そしたら、大量の仕事がドサッとかぶさってきている現実が思い出されて、のんびり寝ていられず起きてしまった。ダメだなぁ・・・

そこで小島語録からもうひとつ。

 祈りは
 日常に打ち込まれた杭(くい)
 祈らなければ流される
 時代に、人々に、
 肉の自分に
(番町教会週報 2008.4.20)

祈りだ。

***

1987年から88年にかけての別府時代は、思い出したくもないような最低の一年だった。
天中殺とか大殺界とかいうのは、ひょっとしてこういうものかと考えたりした。
けれども後から振り返るに、困難の中でこれほど他人から助けられたこともなかった。
おかげで生かしてもらったと、つくづく思う。

恩人のひとりがF牧師で、別府市内に3つある教団の教会のうちいちばん小さなF教会を牧していらした。
凛とした気品のある大柄で穏やかな方だったが、主日の講壇では静かな語り口の行間から抑えがたく火の噴き出るような、魂のこもった説教をなさった。
当時すでに体調を崩していらしたのであろう、命を削って言葉を紡ぎ出されるのが伝わってきた。

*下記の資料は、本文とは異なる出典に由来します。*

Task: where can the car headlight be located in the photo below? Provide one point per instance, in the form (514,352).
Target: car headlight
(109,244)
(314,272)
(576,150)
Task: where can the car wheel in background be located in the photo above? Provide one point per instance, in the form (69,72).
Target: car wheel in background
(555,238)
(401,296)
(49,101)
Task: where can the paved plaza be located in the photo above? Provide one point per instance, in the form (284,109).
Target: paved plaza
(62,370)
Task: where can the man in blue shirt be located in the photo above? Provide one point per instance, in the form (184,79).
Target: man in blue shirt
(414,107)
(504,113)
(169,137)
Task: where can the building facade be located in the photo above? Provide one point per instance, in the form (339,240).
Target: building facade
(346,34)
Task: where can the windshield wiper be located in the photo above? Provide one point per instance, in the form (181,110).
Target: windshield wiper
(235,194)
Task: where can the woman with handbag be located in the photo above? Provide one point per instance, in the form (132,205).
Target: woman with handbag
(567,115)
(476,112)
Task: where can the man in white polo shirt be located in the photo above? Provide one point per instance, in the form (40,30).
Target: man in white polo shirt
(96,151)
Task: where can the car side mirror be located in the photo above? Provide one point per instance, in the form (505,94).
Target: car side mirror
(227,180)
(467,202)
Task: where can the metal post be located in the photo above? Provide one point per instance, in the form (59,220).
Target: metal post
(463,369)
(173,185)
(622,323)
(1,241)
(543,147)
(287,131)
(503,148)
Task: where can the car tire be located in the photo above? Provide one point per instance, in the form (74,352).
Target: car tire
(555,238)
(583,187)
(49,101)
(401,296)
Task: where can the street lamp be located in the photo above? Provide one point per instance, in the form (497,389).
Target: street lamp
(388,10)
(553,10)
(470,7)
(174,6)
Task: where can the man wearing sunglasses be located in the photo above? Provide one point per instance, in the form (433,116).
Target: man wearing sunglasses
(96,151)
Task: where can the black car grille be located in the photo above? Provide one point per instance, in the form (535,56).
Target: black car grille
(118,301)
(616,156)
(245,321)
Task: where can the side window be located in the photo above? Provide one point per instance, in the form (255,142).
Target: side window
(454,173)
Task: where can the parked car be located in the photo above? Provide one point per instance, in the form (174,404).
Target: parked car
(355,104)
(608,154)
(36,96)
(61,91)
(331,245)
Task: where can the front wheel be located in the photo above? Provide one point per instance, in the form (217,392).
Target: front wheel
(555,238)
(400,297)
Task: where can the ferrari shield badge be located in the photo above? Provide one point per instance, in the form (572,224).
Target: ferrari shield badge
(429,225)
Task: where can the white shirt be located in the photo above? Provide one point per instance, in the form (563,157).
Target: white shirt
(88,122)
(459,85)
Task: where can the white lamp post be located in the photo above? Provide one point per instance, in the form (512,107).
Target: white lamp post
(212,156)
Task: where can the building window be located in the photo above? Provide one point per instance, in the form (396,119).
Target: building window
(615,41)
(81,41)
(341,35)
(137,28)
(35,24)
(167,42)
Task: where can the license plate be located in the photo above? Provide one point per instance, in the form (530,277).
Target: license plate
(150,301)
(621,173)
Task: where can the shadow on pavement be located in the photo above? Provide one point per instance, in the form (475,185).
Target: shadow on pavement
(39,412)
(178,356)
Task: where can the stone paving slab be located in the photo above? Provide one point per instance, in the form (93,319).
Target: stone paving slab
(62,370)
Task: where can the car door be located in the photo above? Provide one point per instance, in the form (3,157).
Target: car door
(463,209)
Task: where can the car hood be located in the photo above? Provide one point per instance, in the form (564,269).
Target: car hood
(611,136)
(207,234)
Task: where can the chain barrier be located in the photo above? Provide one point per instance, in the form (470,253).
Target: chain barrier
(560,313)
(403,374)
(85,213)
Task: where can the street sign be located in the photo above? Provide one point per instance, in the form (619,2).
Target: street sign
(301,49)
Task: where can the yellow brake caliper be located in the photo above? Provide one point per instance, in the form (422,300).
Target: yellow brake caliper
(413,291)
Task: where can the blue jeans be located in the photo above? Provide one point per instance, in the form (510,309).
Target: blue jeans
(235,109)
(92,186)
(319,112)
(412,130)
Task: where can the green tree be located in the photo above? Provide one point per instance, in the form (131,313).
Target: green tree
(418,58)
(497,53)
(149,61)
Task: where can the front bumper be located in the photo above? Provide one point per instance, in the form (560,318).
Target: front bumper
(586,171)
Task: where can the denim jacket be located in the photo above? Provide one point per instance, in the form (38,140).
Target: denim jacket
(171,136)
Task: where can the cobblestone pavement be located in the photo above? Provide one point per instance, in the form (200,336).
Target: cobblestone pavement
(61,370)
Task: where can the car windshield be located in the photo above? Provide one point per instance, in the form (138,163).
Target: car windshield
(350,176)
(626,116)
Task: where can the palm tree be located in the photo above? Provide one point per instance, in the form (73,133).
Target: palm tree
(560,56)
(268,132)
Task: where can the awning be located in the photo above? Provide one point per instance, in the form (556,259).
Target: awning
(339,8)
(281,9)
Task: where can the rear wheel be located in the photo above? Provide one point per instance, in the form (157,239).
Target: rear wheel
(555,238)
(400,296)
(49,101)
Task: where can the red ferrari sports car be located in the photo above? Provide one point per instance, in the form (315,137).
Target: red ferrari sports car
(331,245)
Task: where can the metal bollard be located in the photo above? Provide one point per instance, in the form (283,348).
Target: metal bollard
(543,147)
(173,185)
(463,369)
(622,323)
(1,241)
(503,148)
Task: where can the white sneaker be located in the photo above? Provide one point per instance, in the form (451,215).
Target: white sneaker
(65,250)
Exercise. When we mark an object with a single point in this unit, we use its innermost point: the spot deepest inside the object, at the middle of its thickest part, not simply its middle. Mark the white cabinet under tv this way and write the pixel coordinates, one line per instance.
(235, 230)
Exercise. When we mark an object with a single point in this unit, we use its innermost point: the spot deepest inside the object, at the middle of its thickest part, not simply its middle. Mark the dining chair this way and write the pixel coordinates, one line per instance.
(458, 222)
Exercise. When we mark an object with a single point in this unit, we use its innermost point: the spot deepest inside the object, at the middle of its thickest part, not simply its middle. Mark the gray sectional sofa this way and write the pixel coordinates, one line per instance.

ときどきお宅に呼んでくださり、「お風呂にいきましょう」と筋向かいの銭湯に誘ってくださったりした。安くて快適な別府の街湯である。
奇しくも同郷、伊予・松山の御出身で、数年後に郷里に戻り、そこで他界なさった。
留学などもあり、再会を果たすことができなかった。

先日の白浜の集まりで、事務局を担当して周到に御準備くださったのは、和歌山県A教会のS先生だった。牧師の家系であることがお名前からわかる、背筋のよく伸びた女性教職である。
この方が大分の生まれとうかがったので、かつてF先生にお世話になったことを告げた。

「父もF教会におりました。その後任がF先生です。」

表情を抑えながらS先生がおっしゃった。

「小さな世界ですので、このようなことがよくあります。」

白浜で虹を見た、その帰り道の会話である。

*****

和歌山からのニュースに目が向いている。

先日はカメムシ、今朝はジンベエザメ。
串本町の海岸に体調4m、推定体重500kg超のジンベエザメが打ち上げられているのが見つかった。台風26号の高波で浅瀬に迷い込み、戻れなくなったらしい。
町内の水産会社の従業員らが救助し、沖へ逃がしたという。
http://headlines.yahoo.co.jp/hl?a=20131016-00000000-agara-l30
(紀伊民報 10.16)

伊豆大島の土石流、死者17人、行方不明43人。
和歌山の浜辺で大きな生き物を救う人々の力が、400km東の島へ伝わることを切に祈る。